Re: ISO/IEC 10646 as Document Character Set

Gavin Nicol (gtn@ebt.com)
Mon, 8 May 95 02:39:53 EDT

>2. What kind of error should be reported upon an occurrence of a numeric
>character reference which contains a character number which *is*
>described by the document character set (by reference to a base set
>character number) but which *is not* described by the system character
>set? Or which is decribed by the (formal specified) system character
>set but which has no bit combination in the (actually implemented)
>system character set?

This is a very important question. On this hinges the viability of
using ISO 10646.

Glenns' quote:
A system declaration must meet the same syntax requirements
as an SGML declaration with respect to the concrete syntax used,
data characters allowed, etc.

Also, in Goldfarb p452:

NOTE--It is recognized that the recipient of a document must be able
to translate it to his system character set before the document can
be processed by machine. There are two basic approaches to
communicating this information.
. . .
As the last not implies, the document character set parameter is
ignored by the SGML parser because the document is already in the
document character set.
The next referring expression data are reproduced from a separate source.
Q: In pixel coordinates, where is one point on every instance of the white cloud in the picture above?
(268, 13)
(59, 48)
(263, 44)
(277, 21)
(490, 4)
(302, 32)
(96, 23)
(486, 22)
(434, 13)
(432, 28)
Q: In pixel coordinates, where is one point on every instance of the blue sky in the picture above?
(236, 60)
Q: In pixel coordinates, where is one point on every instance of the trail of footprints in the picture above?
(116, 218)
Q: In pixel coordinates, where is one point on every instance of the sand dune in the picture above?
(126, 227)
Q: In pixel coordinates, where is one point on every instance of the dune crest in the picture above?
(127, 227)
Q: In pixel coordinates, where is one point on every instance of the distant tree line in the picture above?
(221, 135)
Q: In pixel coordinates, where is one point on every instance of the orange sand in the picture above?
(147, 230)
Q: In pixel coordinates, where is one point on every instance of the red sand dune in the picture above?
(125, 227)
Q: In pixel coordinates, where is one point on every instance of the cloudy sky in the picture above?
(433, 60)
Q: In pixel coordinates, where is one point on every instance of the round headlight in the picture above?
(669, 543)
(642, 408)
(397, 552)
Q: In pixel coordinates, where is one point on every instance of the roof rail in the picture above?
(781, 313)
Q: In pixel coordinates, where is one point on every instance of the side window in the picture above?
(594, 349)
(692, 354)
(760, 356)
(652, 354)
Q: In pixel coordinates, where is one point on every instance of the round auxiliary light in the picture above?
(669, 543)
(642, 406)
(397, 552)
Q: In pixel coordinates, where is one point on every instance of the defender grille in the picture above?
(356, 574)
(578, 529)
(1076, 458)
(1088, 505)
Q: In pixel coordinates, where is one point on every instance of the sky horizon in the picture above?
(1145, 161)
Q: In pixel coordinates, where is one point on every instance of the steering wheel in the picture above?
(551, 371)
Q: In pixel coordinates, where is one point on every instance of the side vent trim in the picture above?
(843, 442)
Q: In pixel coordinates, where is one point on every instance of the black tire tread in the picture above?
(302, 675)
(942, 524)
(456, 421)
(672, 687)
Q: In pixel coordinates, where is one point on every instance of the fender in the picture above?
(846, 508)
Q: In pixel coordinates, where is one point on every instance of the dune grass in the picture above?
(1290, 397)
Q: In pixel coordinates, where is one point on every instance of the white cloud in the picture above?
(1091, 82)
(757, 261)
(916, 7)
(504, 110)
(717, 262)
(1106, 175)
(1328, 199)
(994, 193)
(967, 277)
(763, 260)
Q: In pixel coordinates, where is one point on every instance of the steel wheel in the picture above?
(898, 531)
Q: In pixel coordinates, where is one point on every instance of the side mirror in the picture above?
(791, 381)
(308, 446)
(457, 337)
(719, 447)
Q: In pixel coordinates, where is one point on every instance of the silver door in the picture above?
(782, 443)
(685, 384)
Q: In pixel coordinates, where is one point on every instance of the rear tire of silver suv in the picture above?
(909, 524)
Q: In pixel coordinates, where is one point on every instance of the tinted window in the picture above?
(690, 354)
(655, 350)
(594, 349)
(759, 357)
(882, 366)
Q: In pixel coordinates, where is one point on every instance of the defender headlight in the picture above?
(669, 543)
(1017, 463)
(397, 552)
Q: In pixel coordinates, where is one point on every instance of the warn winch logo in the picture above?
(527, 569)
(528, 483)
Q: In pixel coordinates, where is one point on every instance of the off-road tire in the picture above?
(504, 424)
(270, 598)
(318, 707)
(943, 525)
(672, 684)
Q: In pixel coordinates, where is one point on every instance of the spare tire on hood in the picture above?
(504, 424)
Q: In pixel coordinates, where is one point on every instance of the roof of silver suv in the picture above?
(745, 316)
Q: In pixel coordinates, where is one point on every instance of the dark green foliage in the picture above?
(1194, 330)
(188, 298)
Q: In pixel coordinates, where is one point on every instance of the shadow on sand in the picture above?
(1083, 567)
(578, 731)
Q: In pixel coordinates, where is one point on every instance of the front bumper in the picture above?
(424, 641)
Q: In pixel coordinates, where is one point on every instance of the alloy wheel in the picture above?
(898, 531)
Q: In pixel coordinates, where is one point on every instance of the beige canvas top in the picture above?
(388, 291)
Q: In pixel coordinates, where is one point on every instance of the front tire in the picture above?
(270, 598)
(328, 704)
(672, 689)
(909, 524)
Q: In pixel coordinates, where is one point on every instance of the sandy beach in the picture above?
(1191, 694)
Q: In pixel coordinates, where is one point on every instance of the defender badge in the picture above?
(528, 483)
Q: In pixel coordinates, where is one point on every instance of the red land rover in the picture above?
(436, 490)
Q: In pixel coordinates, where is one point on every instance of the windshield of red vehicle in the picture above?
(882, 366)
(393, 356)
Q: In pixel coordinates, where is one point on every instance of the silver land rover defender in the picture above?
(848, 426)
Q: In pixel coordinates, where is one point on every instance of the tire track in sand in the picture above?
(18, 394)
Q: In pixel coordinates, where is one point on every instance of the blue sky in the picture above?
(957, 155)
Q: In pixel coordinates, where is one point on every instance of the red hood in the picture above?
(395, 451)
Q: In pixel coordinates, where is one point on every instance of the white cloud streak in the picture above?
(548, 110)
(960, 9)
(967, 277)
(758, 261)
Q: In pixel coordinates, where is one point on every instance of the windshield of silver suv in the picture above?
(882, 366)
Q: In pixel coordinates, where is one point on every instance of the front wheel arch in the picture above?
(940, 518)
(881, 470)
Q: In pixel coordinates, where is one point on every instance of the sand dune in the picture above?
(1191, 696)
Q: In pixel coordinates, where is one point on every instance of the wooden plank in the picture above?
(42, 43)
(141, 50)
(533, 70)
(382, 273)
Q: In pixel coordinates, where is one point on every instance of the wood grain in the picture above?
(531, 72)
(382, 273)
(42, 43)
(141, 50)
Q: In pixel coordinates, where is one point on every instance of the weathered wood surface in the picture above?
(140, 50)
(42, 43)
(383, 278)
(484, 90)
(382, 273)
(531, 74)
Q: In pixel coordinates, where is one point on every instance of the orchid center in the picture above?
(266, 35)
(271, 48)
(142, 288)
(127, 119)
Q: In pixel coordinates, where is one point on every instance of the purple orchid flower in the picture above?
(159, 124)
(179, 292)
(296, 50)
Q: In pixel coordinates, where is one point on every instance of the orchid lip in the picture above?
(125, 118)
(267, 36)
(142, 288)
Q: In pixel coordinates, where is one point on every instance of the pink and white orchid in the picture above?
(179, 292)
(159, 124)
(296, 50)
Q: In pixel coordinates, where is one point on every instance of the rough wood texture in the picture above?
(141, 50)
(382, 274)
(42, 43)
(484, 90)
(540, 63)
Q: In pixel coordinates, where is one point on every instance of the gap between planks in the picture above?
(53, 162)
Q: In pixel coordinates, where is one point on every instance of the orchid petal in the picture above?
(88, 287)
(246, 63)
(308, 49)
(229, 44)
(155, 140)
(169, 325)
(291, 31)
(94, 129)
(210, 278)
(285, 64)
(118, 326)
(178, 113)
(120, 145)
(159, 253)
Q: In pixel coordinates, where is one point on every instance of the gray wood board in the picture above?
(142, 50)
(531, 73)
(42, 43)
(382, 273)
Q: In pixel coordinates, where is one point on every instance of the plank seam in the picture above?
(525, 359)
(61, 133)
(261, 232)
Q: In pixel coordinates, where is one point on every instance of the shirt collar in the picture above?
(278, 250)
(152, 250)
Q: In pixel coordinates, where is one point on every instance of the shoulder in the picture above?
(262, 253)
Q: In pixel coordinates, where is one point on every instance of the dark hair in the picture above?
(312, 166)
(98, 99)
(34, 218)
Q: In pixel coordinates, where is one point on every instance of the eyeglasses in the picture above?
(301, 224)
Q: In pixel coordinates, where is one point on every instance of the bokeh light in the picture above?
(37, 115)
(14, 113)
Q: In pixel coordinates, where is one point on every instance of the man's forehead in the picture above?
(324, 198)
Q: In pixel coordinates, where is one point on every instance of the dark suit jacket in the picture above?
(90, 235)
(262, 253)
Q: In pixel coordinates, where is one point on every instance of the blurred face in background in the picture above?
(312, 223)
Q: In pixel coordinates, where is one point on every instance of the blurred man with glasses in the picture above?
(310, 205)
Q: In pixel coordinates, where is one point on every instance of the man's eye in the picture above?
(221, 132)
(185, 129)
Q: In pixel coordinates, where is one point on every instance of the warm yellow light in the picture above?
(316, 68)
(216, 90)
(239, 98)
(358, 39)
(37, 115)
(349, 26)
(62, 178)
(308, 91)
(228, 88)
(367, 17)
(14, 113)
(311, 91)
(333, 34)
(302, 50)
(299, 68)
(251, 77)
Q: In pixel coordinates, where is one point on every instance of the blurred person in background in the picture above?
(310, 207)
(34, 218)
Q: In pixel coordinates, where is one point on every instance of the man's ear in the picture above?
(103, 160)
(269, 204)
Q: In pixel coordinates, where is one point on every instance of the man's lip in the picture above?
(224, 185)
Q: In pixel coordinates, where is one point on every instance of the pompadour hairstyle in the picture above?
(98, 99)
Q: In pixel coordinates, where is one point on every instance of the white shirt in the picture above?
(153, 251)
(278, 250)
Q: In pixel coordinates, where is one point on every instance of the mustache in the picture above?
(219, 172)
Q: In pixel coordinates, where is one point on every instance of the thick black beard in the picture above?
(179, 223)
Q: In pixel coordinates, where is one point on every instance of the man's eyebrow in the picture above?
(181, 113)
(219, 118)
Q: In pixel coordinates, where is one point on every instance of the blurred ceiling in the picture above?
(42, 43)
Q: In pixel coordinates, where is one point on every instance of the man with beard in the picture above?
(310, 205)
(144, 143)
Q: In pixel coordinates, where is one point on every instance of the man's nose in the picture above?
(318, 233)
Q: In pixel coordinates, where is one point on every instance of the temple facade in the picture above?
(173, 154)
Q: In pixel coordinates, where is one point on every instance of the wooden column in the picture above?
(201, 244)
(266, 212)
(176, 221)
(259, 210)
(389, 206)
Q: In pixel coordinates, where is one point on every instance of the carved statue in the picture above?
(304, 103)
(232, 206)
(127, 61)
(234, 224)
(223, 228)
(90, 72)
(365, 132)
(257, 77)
The parameter is intended for a human to
read in printed form, in order to determine how to translate an
incoming document to the local system character set.

The actual translation process from a document character set to the
system character set is not defined, so we have 2 ways to interpret
these notes:

1) That all characters in the document must also be available to the
system, and a simple one-to-one translation is performed.
2) That the translation process can perform arbitrary translations.

Also, the system representation is undefined, providing another grey
area.